I'm just trying to envision your project. A more detailed description would be helpful. Generally in multiple mortise situations, you'll need to make a surety (holding) jig to guide long stock. If the tenon is part of the stock that the mortise is to accept, and there are several, absolute identical mortises have to be cut. The possibility of one or more being slightly off will disrupt the fitting of the others. An example that's easy to understand is a handrail and balusters. If multiple mortises are the plan, for the mortiser, make a jig to slide the stock and hold it perfectly. It's important to create in your jig a clamping method that locks the stock in the correct position before machining. 

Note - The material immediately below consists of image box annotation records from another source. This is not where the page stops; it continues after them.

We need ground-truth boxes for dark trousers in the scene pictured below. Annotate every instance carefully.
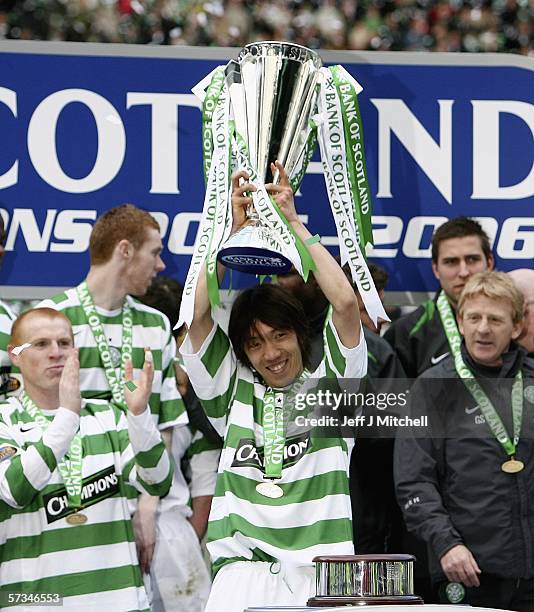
[439,574,534,612]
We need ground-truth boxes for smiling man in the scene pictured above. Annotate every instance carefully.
[384,217,493,378]
[39,204,187,573]
[395,272,534,612]
[181,164,367,612]
[0,308,172,611]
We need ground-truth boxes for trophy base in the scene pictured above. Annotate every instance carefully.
[217,246,292,275]
[307,595,424,608]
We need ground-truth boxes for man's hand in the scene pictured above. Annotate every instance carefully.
[124,348,154,416]
[59,349,82,414]
[132,495,159,574]
[232,170,256,234]
[440,544,482,587]
[265,160,299,223]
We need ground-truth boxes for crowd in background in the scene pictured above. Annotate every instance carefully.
[0,0,534,55]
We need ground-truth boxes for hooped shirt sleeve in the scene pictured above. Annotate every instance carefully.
[180,323,237,435]
[0,407,80,509]
[323,307,367,378]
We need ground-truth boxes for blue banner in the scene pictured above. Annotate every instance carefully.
[0,42,534,297]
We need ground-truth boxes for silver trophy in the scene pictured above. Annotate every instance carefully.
[218,42,322,274]
[308,555,423,607]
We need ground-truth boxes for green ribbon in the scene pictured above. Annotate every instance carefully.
[442,291,523,457]
[233,131,316,281]
[202,66,224,184]
[290,121,317,193]
[76,281,133,409]
[329,65,373,254]
[206,113,235,307]
[262,370,310,478]
[20,391,83,510]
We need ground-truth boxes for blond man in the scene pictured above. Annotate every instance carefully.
[395,272,534,612]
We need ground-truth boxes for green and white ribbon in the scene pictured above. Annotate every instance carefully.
[202,66,224,183]
[76,281,133,408]
[20,391,83,509]
[442,291,523,457]
[315,68,389,324]
[262,370,310,478]
[329,65,373,253]
[206,85,235,306]
[182,61,389,326]
[179,80,233,329]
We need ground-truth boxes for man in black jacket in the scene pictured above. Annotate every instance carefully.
[384,217,493,378]
[395,272,534,612]
[278,262,405,554]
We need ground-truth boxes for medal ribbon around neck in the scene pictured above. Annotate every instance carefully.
[442,291,523,462]
[262,370,310,478]
[20,391,83,510]
[76,281,133,407]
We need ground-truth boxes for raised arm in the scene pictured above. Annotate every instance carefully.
[266,161,360,348]
[188,170,252,352]
[0,349,81,509]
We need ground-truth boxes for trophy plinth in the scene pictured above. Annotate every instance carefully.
[308,555,423,607]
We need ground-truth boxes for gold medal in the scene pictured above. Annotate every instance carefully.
[256,480,284,499]
[501,457,525,474]
[67,512,87,525]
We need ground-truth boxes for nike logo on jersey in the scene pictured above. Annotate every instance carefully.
[430,353,449,365]
[465,405,480,414]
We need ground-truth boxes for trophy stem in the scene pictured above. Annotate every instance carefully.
[245,204,260,224]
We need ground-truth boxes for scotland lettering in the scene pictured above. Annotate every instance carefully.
[43,467,119,524]
[0,49,534,297]
[0,86,534,204]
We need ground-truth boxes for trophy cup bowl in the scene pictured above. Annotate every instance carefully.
[218,41,322,274]
[308,555,423,607]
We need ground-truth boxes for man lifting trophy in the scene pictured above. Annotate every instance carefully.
[180,42,400,612]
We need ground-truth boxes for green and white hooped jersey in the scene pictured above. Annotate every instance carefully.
[181,321,367,572]
[38,288,187,429]
[0,398,172,611]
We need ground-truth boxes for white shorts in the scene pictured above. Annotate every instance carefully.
[206,561,315,612]
[150,509,211,612]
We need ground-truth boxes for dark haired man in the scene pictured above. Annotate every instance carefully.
[384,217,493,378]
[181,163,367,612]
[0,308,172,612]
[395,271,534,612]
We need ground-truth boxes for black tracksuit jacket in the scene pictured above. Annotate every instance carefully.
[394,345,534,581]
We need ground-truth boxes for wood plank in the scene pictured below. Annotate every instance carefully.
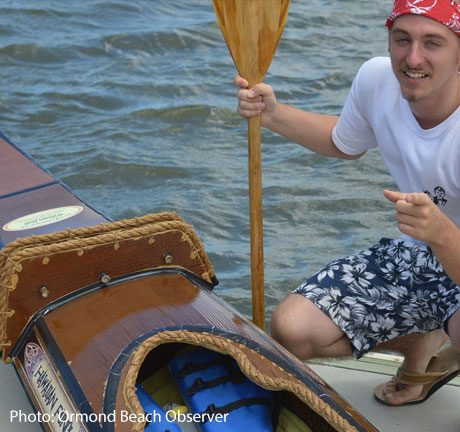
[0,135,56,197]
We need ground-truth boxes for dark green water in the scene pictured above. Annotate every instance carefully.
[0,0,398,317]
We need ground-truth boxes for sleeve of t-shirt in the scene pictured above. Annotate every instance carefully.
[332,61,377,155]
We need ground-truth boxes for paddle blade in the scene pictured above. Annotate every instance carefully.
[213,0,290,87]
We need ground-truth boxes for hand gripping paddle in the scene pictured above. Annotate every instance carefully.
[213,0,290,330]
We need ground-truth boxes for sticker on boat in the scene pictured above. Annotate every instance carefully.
[24,342,86,432]
[3,206,83,231]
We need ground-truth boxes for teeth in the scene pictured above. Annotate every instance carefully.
[406,72,426,78]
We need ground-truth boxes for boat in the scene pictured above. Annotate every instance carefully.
[0,134,384,432]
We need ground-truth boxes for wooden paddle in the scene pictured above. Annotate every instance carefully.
[213,0,290,330]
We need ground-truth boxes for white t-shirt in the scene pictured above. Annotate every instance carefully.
[332,57,460,243]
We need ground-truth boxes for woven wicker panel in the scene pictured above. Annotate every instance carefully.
[0,213,214,360]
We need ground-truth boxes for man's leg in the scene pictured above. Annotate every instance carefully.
[374,329,448,405]
[271,294,448,405]
[271,294,352,360]
[447,309,460,353]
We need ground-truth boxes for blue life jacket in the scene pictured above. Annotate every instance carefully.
[136,384,181,432]
[169,349,275,432]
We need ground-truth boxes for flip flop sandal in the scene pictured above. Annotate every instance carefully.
[374,346,460,406]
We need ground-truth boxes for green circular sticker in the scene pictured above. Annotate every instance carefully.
[3,206,83,231]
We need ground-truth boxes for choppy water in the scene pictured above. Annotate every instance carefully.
[0,0,398,316]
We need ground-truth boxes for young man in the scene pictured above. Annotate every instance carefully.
[234,0,460,405]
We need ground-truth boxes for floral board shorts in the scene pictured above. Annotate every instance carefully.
[294,238,460,358]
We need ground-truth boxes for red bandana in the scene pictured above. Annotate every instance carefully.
[385,0,460,36]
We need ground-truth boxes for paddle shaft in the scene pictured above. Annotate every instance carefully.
[248,116,265,330]
[213,0,289,330]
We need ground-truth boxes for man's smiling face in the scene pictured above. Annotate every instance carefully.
[388,14,460,103]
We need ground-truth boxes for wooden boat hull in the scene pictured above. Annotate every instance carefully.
[0,132,375,432]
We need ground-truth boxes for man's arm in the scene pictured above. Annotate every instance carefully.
[383,190,460,285]
[233,75,364,159]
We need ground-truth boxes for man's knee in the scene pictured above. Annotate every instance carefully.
[270,294,318,360]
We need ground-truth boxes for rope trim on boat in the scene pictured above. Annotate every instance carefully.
[122,330,357,432]
[0,212,214,360]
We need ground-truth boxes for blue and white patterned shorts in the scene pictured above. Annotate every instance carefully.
[294,238,460,358]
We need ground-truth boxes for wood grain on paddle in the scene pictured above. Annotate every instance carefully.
[213,0,289,329]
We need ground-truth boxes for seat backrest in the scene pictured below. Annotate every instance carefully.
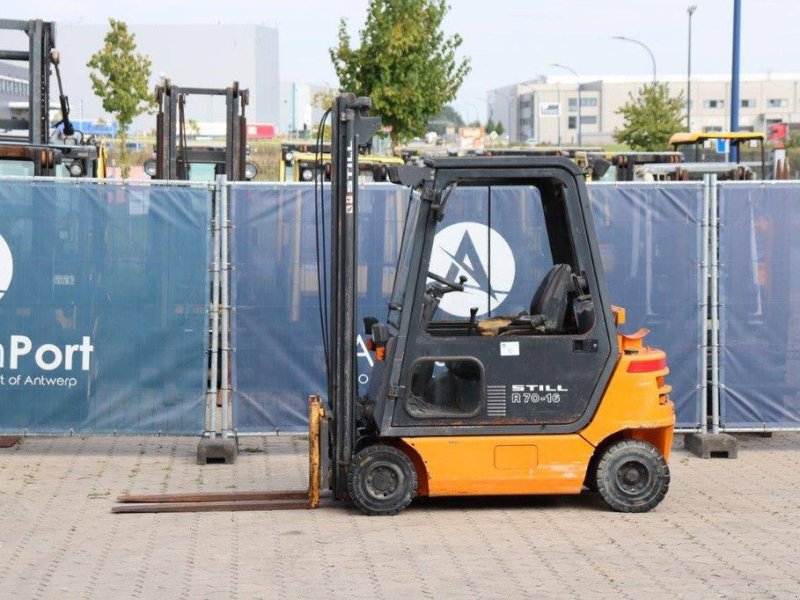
[531,264,572,333]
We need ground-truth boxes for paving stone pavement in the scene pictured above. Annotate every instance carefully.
[0,434,800,600]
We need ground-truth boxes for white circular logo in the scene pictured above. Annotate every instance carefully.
[430,221,516,317]
[0,235,14,298]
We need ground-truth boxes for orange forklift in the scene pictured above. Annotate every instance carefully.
[119,94,675,515]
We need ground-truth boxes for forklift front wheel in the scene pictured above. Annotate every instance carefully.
[347,444,417,516]
[596,440,669,512]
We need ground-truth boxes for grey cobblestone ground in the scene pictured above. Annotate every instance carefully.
[0,434,800,600]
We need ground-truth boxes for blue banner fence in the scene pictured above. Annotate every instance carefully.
[0,179,800,434]
[0,180,209,434]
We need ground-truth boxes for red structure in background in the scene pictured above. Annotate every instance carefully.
[247,123,275,140]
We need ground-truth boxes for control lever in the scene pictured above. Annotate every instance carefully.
[462,308,478,335]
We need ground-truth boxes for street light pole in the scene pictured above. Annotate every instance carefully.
[686,4,697,131]
[550,63,583,146]
[611,35,657,87]
[731,0,742,162]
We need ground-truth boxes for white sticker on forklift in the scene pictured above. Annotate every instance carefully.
[500,342,519,356]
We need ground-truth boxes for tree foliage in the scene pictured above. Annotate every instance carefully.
[614,83,684,151]
[330,0,470,141]
[86,19,156,177]
[426,104,464,135]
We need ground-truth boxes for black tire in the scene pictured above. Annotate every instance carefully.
[347,444,417,516]
[595,440,669,512]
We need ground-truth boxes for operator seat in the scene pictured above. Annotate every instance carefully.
[530,264,573,333]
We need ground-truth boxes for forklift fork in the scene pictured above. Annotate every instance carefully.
[111,396,328,513]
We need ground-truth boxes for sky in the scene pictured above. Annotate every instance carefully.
[0,0,800,119]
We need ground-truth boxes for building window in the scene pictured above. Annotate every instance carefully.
[567,96,597,112]
[767,98,789,108]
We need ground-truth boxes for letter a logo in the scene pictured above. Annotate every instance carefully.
[430,221,515,317]
[0,235,14,299]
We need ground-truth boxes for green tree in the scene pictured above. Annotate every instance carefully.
[427,104,464,135]
[330,0,470,142]
[614,83,684,151]
[86,19,156,177]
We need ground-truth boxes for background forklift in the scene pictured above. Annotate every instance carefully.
[0,19,106,179]
[144,79,258,181]
[115,94,675,515]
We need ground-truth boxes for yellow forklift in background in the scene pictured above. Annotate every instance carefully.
[115,94,675,515]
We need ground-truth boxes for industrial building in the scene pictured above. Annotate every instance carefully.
[0,61,28,121]
[487,73,800,145]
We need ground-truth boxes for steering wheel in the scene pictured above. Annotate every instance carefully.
[428,271,467,292]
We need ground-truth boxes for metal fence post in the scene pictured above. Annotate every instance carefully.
[711,175,719,434]
[698,175,711,433]
[205,180,221,437]
[218,175,233,438]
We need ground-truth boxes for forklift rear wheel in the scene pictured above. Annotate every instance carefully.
[596,440,669,512]
[347,444,417,516]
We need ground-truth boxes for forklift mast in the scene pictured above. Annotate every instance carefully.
[0,19,56,144]
[154,80,250,181]
[327,94,381,499]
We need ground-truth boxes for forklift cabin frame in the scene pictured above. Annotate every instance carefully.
[0,19,51,144]
[367,157,617,437]
[151,80,250,181]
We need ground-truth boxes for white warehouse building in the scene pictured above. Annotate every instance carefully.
[487,73,800,146]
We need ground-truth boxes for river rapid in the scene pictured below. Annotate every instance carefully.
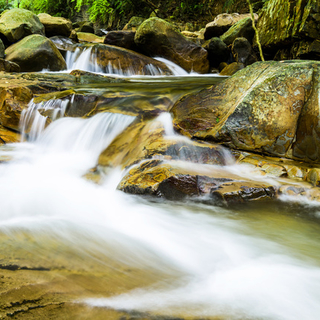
[0,56,320,320]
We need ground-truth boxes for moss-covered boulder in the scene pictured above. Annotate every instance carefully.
[38,13,72,37]
[0,8,44,43]
[171,61,320,162]
[0,86,33,131]
[257,0,320,52]
[202,37,231,67]
[204,13,258,39]
[103,30,138,51]
[92,44,172,75]
[134,18,209,73]
[6,35,67,72]
[220,17,254,46]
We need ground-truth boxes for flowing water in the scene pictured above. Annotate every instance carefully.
[0,73,320,320]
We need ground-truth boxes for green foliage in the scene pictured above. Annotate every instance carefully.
[0,0,13,13]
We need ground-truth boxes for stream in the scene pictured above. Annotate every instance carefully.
[0,51,320,320]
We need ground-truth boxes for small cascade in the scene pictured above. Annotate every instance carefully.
[20,99,70,141]
[66,47,103,73]
[37,112,135,157]
[155,112,235,165]
[66,46,170,77]
[154,57,189,76]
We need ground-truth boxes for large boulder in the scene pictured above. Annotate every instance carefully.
[202,37,231,67]
[118,160,277,204]
[38,13,72,37]
[6,34,67,72]
[171,61,320,162]
[92,44,172,75]
[0,8,44,43]
[231,38,258,66]
[204,13,258,42]
[257,0,320,52]
[220,17,254,46]
[98,119,226,168]
[134,18,209,73]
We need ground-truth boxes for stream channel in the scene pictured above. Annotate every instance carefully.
[0,48,320,320]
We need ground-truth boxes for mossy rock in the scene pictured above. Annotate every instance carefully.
[6,35,67,72]
[171,61,320,162]
[134,18,209,73]
[0,8,44,43]
[38,13,72,37]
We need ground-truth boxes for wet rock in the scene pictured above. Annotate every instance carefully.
[135,18,209,73]
[0,8,44,43]
[73,21,94,33]
[93,45,172,75]
[203,37,230,67]
[220,17,254,46]
[0,125,21,144]
[231,38,258,66]
[50,36,77,52]
[0,59,20,72]
[257,0,320,52]
[103,31,138,51]
[77,32,104,43]
[220,62,245,76]
[0,87,33,131]
[204,13,258,40]
[118,160,277,204]
[98,120,227,168]
[123,16,146,31]
[290,40,320,60]
[38,13,72,37]
[6,35,67,72]
[171,62,320,161]
[0,39,5,59]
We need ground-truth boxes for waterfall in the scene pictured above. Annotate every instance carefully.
[66,46,163,77]
[20,99,70,141]
[0,78,320,320]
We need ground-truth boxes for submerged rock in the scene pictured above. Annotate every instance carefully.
[118,160,277,204]
[92,44,172,75]
[6,35,67,72]
[134,18,209,73]
[103,30,138,51]
[0,8,44,43]
[98,120,226,168]
[171,61,320,162]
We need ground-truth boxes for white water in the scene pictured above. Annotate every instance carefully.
[0,109,320,320]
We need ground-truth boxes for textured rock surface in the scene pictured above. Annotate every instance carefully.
[38,13,72,37]
[204,13,258,40]
[257,0,320,51]
[118,160,277,204]
[6,35,67,72]
[92,44,172,75]
[135,18,209,73]
[171,61,320,162]
[0,8,44,43]
[220,17,254,46]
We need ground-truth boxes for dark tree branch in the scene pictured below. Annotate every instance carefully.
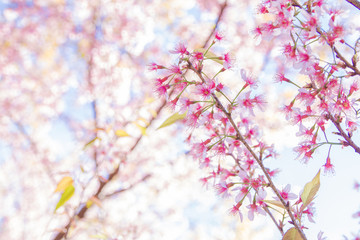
[328,113,360,154]
[203,0,227,48]
[346,0,360,10]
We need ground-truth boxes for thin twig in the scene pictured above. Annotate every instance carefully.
[346,0,360,10]
[188,61,307,240]
[203,0,227,48]
[328,113,360,154]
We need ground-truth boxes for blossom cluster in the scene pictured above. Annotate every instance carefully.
[254,0,360,173]
[149,36,314,237]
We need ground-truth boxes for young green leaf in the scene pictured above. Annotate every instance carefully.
[195,48,224,65]
[115,129,130,137]
[282,227,303,240]
[54,185,75,212]
[263,200,285,209]
[54,176,74,192]
[157,113,186,129]
[301,170,320,210]
[83,137,101,150]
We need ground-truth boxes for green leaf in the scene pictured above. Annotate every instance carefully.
[194,48,224,65]
[263,200,286,209]
[115,129,130,137]
[157,113,186,129]
[54,185,75,212]
[54,176,74,192]
[301,170,320,210]
[282,227,303,240]
[83,137,101,150]
[134,122,146,136]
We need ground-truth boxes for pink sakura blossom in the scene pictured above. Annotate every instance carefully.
[323,156,335,175]
[155,84,170,98]
[195,80,216,99]
[247,191,266,221]
[348,80,360,97]
[179,98,194,113]
[200,157,211,168]
[317,231,327,240]
[229,202,243,222]
[275,73,290,83]
[227,138,241,153]
[275,184,297,202]
[296,125,315,140]
[214,31,224,42]
[149,63,165,71]
[303,202,315,223]
[354,181,360,191]
[240,69,257,88]
[233,185,251,202]
[219,53,232,69]
[190,141,209,161]
[169,65,182,75]
[194,52,204,61]
[215,181,234,198]
[283,43,297,62]
[170,43,190,57]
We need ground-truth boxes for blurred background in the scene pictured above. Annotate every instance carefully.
[0,0,359,240]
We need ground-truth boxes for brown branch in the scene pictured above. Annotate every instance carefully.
[328,113,360,154]
[54,96,172,240]
[103,174,151,199]
[346,0,360,10]
[187,60,307,240]
[228,153,284,236]
[292,0,360,75]
[54,0,227,240]
[203,0,227,48]
[14,122,56,184]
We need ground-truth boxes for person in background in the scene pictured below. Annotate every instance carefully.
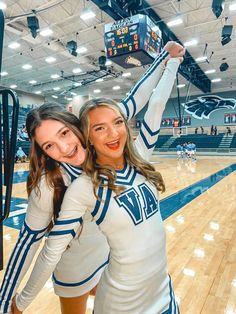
[16,146,27,162]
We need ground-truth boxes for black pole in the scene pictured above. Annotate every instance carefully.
[0,10,4,270]
[176,73,182,128]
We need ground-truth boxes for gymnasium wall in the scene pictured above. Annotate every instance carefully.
[136,91,236,129]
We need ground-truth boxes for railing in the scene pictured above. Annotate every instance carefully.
[0,89,19,270]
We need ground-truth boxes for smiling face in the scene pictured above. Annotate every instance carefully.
[35,120,85,166]
[88,106,127,169]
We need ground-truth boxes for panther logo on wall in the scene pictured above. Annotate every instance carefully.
[182,95,236,119]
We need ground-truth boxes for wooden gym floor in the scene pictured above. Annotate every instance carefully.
[0,156,236,314]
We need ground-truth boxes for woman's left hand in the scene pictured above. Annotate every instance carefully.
[11,296,23,314]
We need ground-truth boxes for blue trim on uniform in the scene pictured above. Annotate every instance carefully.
[96,189,112,225]
[48,229,76,238]
[121,50,169,118]
[55,217,83,225]
[116,170,138,185]
[52,256,109,287]
[6,235,36,312]
[1,226,37,313]
[24,221,48,234]
[91,186,104,217]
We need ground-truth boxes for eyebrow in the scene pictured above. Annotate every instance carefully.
[91,116,124,129]
[41,126,67,149]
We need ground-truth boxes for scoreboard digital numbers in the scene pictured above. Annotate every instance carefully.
[104,14,161,68]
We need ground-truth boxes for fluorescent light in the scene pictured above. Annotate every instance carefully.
[74,82,82,87]
[22,64,32,70]
[0,1,7,10]
[8,41,20,49]
[1,71,8,76]
[76,47,88,53]
[229,2,236,11]
[51,74,60,79]
[80,8,96,21]
[93,89,101,94]
[184,39,198,47]
[45,57,57,63]
[196,56,207,62]
[167,18,183,27]
[205,69,216,74]
[39,28,53,37]
[72,68,82,74]
[177,84,185,88]
[95,78,104,83]
[105,60,112,66]
[112,85,120,90]
[122,72,131,77]
[211,78,221,83]
[29,80,37,84]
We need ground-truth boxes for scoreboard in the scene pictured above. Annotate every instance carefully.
[104,14,161,68]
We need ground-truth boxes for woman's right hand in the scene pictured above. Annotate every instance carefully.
[11,296,23,314]
[164,41,186,58]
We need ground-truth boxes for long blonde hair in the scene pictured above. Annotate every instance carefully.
[79,98,165,197]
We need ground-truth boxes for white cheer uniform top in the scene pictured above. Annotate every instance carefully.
[0,53,179,313]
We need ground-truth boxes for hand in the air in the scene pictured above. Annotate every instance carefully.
[164,41,185,58]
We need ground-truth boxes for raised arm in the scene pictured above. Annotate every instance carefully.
[16,178,90,311]
[0,178,53,313]
[135,58,180,161]
[120,41,185,120]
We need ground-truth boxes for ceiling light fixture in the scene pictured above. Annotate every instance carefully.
[72,68,82,74]
[205,69,216,74]
[45,57,57,63]
[211,0,225,18]
[76,47,88,53]
[184,39,198,47]
[40,28,53,37]
[66,40,77,57]
[221,25,233,46]
[22,64,32,70]
[211,78,221,83]
[80,8,96,21]
[167,18,183,27]
[51,74,60,79]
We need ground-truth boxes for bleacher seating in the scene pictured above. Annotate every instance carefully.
[230,133,236,148]
[156,135,171,148]
[169,134,223,149]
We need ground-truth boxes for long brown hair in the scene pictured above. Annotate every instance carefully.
[26,103,84,220]
[79,98,165,196]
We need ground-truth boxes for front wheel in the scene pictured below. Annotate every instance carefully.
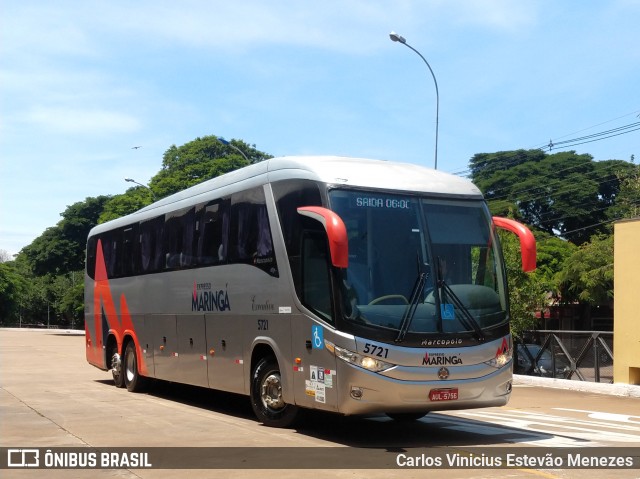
[251,357,298,427]
[387,412,427,422]
[122,340,147,392]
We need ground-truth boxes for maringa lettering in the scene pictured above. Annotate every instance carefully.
[191,289,231,311]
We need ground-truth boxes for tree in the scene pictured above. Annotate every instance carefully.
[98,186,153,223]
[558,235,613,304]
[608,165,640,220]
[470,150,634,244]
[21,196,108,276]
[149,136,270,197]
[0,262,28,324]
[499,231,551,337]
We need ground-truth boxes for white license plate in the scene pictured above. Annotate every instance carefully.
[429,388,458,401]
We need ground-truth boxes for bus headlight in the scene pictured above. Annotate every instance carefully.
[485,349,513,369]
[324,340,394,373]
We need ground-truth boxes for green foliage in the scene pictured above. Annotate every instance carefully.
[149,136,270,198]
[558,236,613,304]
[99,186,153,224]
[608,165,640,220]
[0,261,28,324]
[21,196,108,276]
[470,150,636,244]
[499,231,551,337]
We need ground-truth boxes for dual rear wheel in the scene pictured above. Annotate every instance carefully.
[110,340,147,392]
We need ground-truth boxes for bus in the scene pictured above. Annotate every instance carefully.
[85,156,536,427]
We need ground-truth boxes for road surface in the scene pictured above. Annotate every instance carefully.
[0,329,640,479]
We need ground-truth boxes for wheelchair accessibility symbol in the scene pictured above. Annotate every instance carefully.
[311,326,324,349]
[440,303,456,321]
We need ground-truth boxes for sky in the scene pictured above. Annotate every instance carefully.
[0,0,640,255]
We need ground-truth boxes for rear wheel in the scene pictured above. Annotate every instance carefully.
[122,340,147,392]
[251,357,298,427]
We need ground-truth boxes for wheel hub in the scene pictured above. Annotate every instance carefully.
[260,373,285,409]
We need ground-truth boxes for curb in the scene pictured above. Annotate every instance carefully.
[513,374,640,398]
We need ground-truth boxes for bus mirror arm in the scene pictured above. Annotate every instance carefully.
[493,216,536,273]
[298,206,349,268]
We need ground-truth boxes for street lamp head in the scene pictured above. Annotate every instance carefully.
[389,32,407,43]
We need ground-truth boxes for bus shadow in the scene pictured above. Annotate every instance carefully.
[96,379,255,419]
[96,379,564,451]
[297,412,588,450]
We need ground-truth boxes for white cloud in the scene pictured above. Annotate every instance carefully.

To mortise with a plunge router, a running jig, like rails to hold the stock, with the ability to move the router to position on top of the rails, and guides to position the router so the stock and the router don't move. It would be like a channel that the router sits on with the stock inside. It sounds like a lot of trouble, and maybe it is. Doing it right, only one time is what you should be after. 

An alternative I've used is to use dowels as a loose tenon. Depending on the size of the pieces, if you think about it once the dowel is in one piece it becomes technically a tenon. Sometimes it is easier to drill holes or use a forstner bit in a drill press. But still in any case you should make a guide jig to hold the work.


----------



## Joe Lyddon (Sep 11, 2004)

2x4wood said:


> Hi, I'm new to this site.
> Just wondering what jig or method to use to cut mortises for mission style headboard in a 6'x6" long 3/4 oak piece (having hard time with delta mortiser keeping practise wood steady; same problem with upcut bit in a router keeping it flat and steady). I have to cut about thirty four total.
> 
> Thanks


2x4wood,

*W e l c o m e . . A b o a r d !!*

You're getting some good advice...

Just curious, what size of mortises are you making & how many per joint?
Sounds like maybe two per joint fo a 6" width...
Is the tenon going to be the same width of the piece... or a slight reduced / cut tenon?

After you post a little more, you can post some pics of what you're doing.

Enjoy yourself... let the questions fly!! We'll try to catch them!


----------



## challagan (Feb 7, 2006)

Welcome 2X4, glad to have you "aboard"... umm no pun intended 

Corey


----------



## Dr.Zook (Sep 10, 2004)

Welcome to the forums 2x4wood.


----------